Aku tidak memungkiri, bahwa dengan munculnya perusahaan, pembangunan infrastruktur suatu wilayah akan diperhatikan secara khusus, dan lapangan pekerjaan pun tercipta. Namun  di sisi lain, aku juga menemukan bagaimana perusahaan itu hanya berorientasi kepada keuntungan, sehingga terkadang soal keadilan di beberapa hal lebih sering terabaikan. Dalam kasus perusahaan sawit di tempat dimana aku tinggal, problem yang sering muncul adalah soal jual beli lahan, kelestarian lingkungan yang mulai terancam, dan juga problem keadilan para pekerjanya. Perusahaan di manapun tentu tidak pernah punya niat untuk merugi, dan dengan demikian, modal akan terus digemukkan, dengan berbagai macam cara, termasuk mengabaikan keadilan dan kelestarian alam.  Biasanya pihak perusahaan berkolaborasi dengan pihak penguasa untuk mendapatkan ijin usaha. Pemerintah sebagai pihak yang berwenang di suatu wilayah berhak untuk menetapkan wilayah yang termasuk HGU (Hak Guna Usaha), termasuk soal lahan. Menjadi tidak adil jika akhirnya wilayah yang ditentukan sebagai HGU itu merupakan tanah masyarakat yang sudah dikelola oleh mereka turun temurun. Memang perusahaan membayar ganti beli atau pinjam tanah (lahan) yang termasuk ke dalam wilayah HGU itu, namun terkadang nilainya tidak sepadan dengan hasil usaha yang dilakukan di atas lahan tersebut. Itu belum lagi jika perusahaan menyerobot tanah rakyat demi memperoleh keuntungan yang sebesar-besarnya. Secara hukum mereka kuat karena wilayah yang mereka kerjakan sudah dipetakan oleh pemerintah sebagai wilayah HGU dan tentu mereka mendapat ijin yang sah dari pemerintah. Namun secara keadilan, terkadang mereka mengelabui penduduk untuk mau menyerahkan lahan mereka demi segepok uang yang jika tidak disertai pendidikan mengelola uang, akan habis begitu saja. Sementara tanah yang sebenarnya bisa dikelola oleh masyarakat, telah berpindah kepemilikan dan kewenangan pengelolaannya sehingga hasil bumi yang ada di situ berpindah tangan. Akhirnya, masyarakat menjadi kuli di tanahnya sendiri, demi segepok uang.

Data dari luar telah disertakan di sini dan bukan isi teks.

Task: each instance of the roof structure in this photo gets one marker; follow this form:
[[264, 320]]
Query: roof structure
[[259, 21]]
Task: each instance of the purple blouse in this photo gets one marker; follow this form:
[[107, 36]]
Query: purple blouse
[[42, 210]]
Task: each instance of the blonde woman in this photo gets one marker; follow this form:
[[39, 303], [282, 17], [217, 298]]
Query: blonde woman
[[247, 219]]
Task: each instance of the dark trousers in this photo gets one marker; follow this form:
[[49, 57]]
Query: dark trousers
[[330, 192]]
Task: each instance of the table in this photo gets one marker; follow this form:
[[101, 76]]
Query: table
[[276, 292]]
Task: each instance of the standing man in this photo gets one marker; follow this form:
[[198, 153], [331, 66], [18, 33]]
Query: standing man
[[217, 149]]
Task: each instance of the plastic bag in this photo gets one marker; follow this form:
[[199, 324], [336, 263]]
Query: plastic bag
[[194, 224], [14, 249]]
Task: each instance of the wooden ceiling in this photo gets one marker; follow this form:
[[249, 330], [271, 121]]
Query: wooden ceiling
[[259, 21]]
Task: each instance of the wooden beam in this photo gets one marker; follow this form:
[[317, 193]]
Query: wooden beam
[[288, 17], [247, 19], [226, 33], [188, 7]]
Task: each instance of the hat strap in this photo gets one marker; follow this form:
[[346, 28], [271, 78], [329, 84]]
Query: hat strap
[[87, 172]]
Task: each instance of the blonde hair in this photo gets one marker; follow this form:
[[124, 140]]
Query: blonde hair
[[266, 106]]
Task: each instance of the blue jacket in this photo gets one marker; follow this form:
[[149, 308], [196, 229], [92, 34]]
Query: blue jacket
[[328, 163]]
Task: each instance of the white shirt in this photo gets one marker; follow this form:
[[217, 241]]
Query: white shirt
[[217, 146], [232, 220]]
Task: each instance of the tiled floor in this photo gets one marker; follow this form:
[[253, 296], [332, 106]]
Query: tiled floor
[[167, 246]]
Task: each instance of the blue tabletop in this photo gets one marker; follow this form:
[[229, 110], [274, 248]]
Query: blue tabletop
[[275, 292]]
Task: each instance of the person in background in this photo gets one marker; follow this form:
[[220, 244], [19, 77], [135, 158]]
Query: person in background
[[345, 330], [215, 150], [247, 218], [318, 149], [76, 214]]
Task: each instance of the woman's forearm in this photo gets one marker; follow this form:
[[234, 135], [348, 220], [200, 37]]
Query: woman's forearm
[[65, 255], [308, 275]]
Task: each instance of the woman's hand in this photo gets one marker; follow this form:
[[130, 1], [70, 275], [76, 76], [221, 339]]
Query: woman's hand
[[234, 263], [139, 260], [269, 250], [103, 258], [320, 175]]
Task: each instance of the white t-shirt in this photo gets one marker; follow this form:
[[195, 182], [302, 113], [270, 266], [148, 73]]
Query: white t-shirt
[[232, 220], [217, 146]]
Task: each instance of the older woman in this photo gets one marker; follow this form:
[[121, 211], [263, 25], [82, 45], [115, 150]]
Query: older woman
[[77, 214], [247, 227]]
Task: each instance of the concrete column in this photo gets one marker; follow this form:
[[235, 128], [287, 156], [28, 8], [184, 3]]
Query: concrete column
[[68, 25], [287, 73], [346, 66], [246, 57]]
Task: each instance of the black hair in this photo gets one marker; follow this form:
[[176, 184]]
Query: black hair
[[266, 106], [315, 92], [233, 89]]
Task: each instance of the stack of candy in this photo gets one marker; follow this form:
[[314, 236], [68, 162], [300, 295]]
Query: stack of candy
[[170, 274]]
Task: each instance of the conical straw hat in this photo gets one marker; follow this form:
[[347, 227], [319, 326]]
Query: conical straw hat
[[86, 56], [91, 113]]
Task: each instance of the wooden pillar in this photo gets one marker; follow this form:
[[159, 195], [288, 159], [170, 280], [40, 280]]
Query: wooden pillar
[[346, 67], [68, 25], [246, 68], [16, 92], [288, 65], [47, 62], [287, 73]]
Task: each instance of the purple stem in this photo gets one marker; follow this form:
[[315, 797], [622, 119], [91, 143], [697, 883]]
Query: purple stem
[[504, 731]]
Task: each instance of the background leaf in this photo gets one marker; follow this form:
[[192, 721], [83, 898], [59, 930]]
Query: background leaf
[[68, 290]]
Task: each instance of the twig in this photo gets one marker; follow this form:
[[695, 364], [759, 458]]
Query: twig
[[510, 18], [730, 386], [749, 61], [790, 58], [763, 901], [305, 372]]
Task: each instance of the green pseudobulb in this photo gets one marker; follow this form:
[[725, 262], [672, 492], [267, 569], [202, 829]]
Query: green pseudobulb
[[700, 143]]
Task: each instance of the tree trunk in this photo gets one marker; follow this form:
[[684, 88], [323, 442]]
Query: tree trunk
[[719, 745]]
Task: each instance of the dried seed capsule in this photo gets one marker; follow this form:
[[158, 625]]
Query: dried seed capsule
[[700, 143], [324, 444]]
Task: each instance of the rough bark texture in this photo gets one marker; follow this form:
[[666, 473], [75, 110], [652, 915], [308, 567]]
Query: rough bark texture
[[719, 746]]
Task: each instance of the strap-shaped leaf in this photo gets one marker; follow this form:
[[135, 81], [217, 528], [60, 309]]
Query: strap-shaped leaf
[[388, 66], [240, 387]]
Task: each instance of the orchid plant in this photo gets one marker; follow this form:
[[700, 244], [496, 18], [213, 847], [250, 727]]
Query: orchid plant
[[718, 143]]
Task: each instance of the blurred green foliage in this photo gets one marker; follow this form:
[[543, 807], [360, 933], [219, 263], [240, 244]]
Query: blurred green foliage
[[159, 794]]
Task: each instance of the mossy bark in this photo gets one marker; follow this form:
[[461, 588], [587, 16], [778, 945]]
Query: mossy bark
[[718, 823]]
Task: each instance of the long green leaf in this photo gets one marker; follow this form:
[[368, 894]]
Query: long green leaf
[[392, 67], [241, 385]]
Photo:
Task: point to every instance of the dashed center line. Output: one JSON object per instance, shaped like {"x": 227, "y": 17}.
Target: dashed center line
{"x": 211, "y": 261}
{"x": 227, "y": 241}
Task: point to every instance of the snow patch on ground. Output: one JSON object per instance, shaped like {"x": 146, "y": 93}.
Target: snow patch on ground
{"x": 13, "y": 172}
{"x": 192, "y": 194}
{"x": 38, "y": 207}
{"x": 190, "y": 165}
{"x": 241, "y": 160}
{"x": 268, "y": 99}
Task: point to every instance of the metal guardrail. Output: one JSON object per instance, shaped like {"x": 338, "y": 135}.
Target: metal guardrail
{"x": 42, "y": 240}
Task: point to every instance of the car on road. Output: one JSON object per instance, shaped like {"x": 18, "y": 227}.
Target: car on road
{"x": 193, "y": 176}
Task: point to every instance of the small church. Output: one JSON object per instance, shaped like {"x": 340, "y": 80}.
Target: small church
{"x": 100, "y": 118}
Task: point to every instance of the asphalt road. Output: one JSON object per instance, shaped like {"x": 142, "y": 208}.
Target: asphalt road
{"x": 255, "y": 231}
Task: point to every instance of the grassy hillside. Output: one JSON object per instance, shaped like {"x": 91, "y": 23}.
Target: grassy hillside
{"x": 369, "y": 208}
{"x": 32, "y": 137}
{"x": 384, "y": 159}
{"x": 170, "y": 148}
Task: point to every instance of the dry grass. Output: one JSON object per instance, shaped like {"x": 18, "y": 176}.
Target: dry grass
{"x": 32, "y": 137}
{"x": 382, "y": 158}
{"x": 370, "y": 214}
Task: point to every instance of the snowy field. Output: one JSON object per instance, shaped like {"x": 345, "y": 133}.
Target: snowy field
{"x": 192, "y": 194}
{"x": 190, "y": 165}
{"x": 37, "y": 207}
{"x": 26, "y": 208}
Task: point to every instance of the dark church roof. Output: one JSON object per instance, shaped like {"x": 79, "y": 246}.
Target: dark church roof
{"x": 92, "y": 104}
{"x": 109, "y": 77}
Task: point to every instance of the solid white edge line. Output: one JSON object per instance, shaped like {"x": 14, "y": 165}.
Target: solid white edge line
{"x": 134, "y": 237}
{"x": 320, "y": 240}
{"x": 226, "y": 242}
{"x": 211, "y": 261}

Memang saat ini masyarakat tak mampu lagi untuk melawan perusahaan dalam mengembangkan keuntungan terus menerus. Pembangunan infrastruktur yang tadinya diperhatikan dengan baik pun lama kelamaan hanya mengarah kepada kepentingan perusahaan demi lancarnya operasional mereka. Jika pembangunan itu tak terkait dengan kepentingan mereka, terkadang hal itu begitu saja mudah dilupakan dan diabaikan. Memang lapangan kerja tercipta, namun masyarakat tak lagi memiliki hak untuk menjadi pengelola lahan mereka tetapi menumpang hidup dengan menjadi pekerja perusahaan demi mendapatkan rupiah. Jika perusahaan itu berhenti dan angkat kaki, mereka tak lagi mampu mengelola lahan dengan baik karena ketergantungan itu telah diciptakan dari hari ke hari.


Dari situasi ini, kadang aku merasa, bahwa perusahaan itu tidak salah, yang salah adalah sistem kepemilikan dan pengelolaannya. Jika perusahaan tidak melulu berorientasi kepada penggemukkan modal saja, tapi juga memperhatikan aspek keadilan sosial, tentu ini akan menyejahterakan banyak pihak, termasuk terjaganya kelestarian alam. Tapi apa itu mungkin? Dengan sendirinya dunia ini menciptakan kelas-kelas sosial, melanggengkan kekuasaan modal, dan membuat ketergantungan akan uang. Sungguh kasihan para hewan dan tumbuhan yang sebenarnya hidup tenteram. Sampai akhirnya air tercemari, tanah terbongkar dan mereka mati satu persatu karena tergusur oleh hasrat akan keuntungan itu. Semoga surga itu masih ada, meski sebagian darinya sudah berubah menjadi deretan pohon-pohon sawit saja.